The indenture provides that we may defease and be discharged from any and all obligations (except as described below) with respect to the debt securities of any series which have not already been delivered to the Trustee for cancellation and which have either become due and payable or are by their terms due and payable within one year (or scheduled for redemption within one year) by irrevocably depositing with the Trustee, as trust funds, money or, in the case of debt securities payable only in U.S. dollars, U.S. Government Obligations (as defined) which through the payment of principal and interest in accordance with their terms will provide money, in an amount certified to be sufficient to pay at maturity (or upon redemption) the principal of (and premium, if any) and 

interest on such debt securities. Such defeasance does not apply to obligations related to the following (the “Surviving Obligations”):

•registration of the transfer or exchange of the debt securities of such series and of coupons appertaining thereto;

•Issuer’s right to optional redemption, if any;

•substitution of mutilated, destroyed, lost or stolen debt securities of such series or coupons appertaining thereto;

•maintenance of an office or agency in respect of the debt securities of such series;

•receipt of payment of principal and interest on the stated due dates (but any rights of holders to force redemption of the debt securities does not survive);

•rights, obligations, duties and immunities of the Trustee; and

•rights of Holders as beneficiaries of any trust created as described above for purposes of the defeasance. 

In addition, the indenture provides that with respect to each series of debt securities issued under the indenture, even if the debt securities will not become due and payable within one year, we may elect either (a) to defease and be discharged from all obligations with respect to the debt securities of such series (except for the Surviving Obligations) or (b) to be released from only the restrictions described under “—Certain Covenants,” if applicable, and “—Merger or Consolidation” and, to the extent specified in connection with the issuance of such series of debt securities, other covenants applicable to such series of debt securities, by meeting certain conditions.
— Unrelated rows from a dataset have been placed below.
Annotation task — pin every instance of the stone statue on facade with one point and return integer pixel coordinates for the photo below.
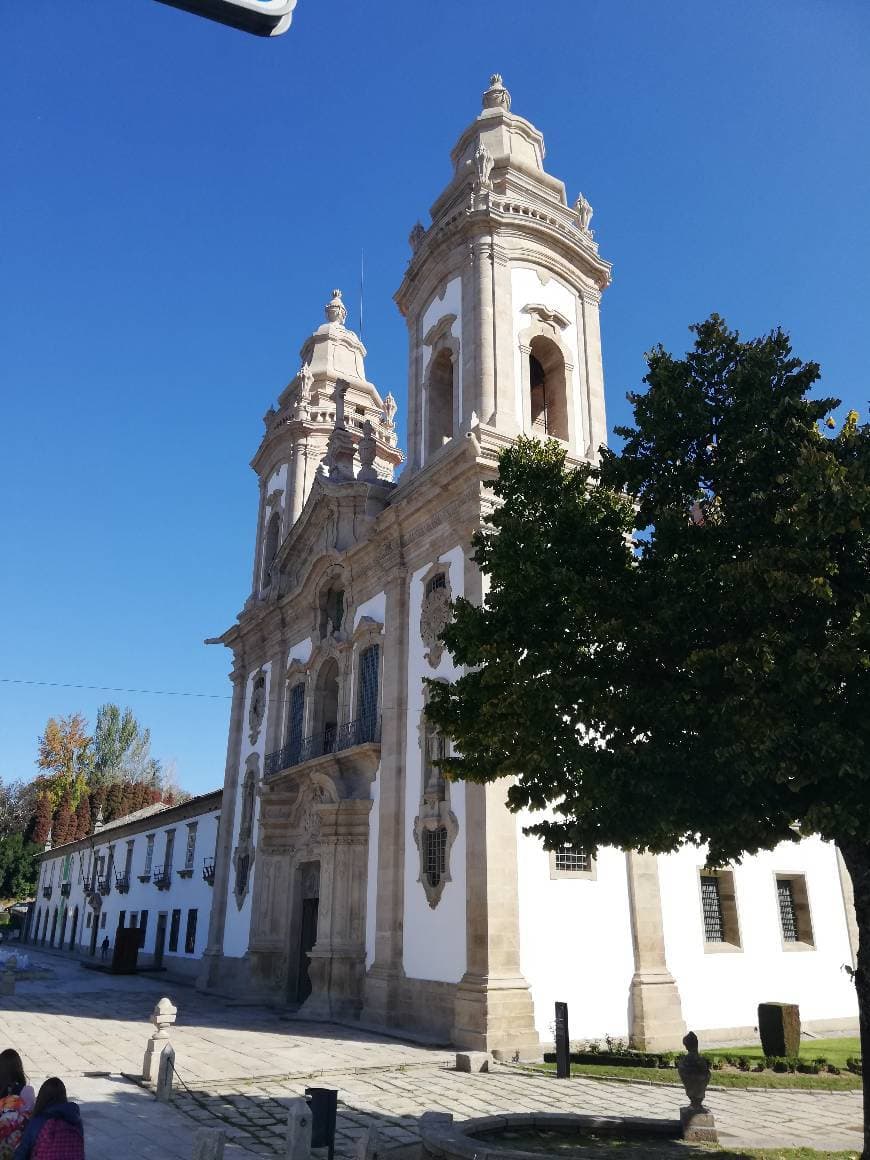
(584, 211)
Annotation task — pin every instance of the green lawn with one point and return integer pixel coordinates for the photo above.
(835, 1051)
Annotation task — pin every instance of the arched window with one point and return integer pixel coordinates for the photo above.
(327, 707)
(440, 403)
(548, 390)
(367, 695)
(270, 545)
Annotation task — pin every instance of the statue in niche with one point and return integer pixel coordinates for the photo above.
(584, 211)
(483, 164)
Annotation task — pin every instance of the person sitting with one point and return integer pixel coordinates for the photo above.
(55, 1131)
(16, 1102)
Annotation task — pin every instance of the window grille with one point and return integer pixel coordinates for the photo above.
(435, 854)
(190, 852)
(368, 697)
(711, 907)
(190, 933)
(788, 912)
(571, 860)
(296, 722)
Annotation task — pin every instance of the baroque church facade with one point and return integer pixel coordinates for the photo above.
(350, 878)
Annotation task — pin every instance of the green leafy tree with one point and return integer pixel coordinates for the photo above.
(122, 749)
(675, 646)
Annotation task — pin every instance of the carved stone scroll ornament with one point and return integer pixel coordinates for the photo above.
(434, 617)
(258, 707)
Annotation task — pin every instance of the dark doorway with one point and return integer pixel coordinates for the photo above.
(307, 937)
(159, 941)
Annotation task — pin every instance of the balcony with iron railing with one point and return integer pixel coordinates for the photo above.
(333, 739)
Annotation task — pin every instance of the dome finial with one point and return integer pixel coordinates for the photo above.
(497, 96)
(335, 309)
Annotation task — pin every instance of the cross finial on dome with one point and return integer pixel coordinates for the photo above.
(335, 309)
(497, 96)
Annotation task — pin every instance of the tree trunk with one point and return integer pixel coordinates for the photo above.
(856, 856)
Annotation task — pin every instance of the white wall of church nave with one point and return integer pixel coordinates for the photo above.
(371, 881)
(434, 939)
(527, 289)
(575, 940)
(723, 988)
(237, 928)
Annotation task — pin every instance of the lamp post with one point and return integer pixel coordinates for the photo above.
(261, 17)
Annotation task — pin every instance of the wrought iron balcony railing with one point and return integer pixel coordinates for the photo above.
(333, 739)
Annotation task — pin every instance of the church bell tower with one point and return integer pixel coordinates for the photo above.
(501, 298)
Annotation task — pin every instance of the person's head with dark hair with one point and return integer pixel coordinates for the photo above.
(51, 1092)
(12, 1072)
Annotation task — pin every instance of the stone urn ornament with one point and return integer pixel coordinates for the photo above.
(697, 1122)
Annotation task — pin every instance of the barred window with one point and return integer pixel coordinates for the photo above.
(571, 860)
(435, 854)
(367, 704)
(711, 907)
(788, 913)
(295, 722)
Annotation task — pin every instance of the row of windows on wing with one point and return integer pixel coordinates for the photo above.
(102, 868)
(718, 905)
(548, 394)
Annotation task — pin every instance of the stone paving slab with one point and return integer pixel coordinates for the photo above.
(241, 1065)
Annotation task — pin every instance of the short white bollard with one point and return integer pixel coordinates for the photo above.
(166, 1073)
(209, 1144)
(298, 1130)
(162, 1017)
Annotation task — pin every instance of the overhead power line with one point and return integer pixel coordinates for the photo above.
(111, 688)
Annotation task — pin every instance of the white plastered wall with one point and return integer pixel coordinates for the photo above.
(434, 944)
(528, 289)
(449, 304)
(575, 941)
(237, 928)
(723, 988)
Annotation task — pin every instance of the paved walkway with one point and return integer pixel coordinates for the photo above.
(239, 1065)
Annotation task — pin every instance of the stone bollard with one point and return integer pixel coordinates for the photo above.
(298, 1130)
(209, 1144)
(695, 1119)
(165, 1073)
(368, 1145)
(162, 1016)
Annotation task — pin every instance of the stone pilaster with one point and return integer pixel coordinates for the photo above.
(338, 958)
(223, 853)
(383, 978)
(493, 1008)
(655, 1017)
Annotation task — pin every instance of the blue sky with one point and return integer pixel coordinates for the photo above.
(179, 200)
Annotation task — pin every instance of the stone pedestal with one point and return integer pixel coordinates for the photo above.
(697, 1125)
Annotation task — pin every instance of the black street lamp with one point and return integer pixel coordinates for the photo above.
(262, 17)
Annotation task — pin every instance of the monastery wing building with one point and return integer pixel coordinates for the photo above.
(350, 878)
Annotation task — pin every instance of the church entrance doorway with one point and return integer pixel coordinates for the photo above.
(303, 929)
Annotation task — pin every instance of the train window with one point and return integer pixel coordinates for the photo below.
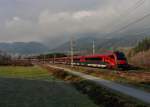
(111, 56)
(120, 56)
(76, 60)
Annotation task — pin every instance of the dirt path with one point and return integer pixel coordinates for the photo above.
(136, 93)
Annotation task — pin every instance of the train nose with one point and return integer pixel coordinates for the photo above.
(122, 62)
Those conditions include depositing with the Trustee (or other qualifying trustee), in trust for such purpose, money (or, in the case of debt securities payable only in U.S. dollars, U.S. Government Obligations which through the payment of principal and interest in accordance with their terms will provide money) in an amount certified to be sufficient to pay at maturity (or upon redemption) the principal of (and premium, if any) and interest on the debt securities of such series. Such a trust may only be established if, among other things, we have delivered to the Trustee an opinion of counsel (as specified in the indenture) to the effect that the holders of the debt securities of such series will not recognize income, gain or loss for Federal income tax purposes as a result of such defeasance and will be subject to Federal income tax on the same amounts, in the same manner and at the same times as would have been the case if such defeasance had not occurred. Such opinion, in the case of a defeasance under clause (a) above, must refer to and be based upon a ruling of the Internal Revenue Service or a change in applicable Federal income tax law occurring after the date of the indenture.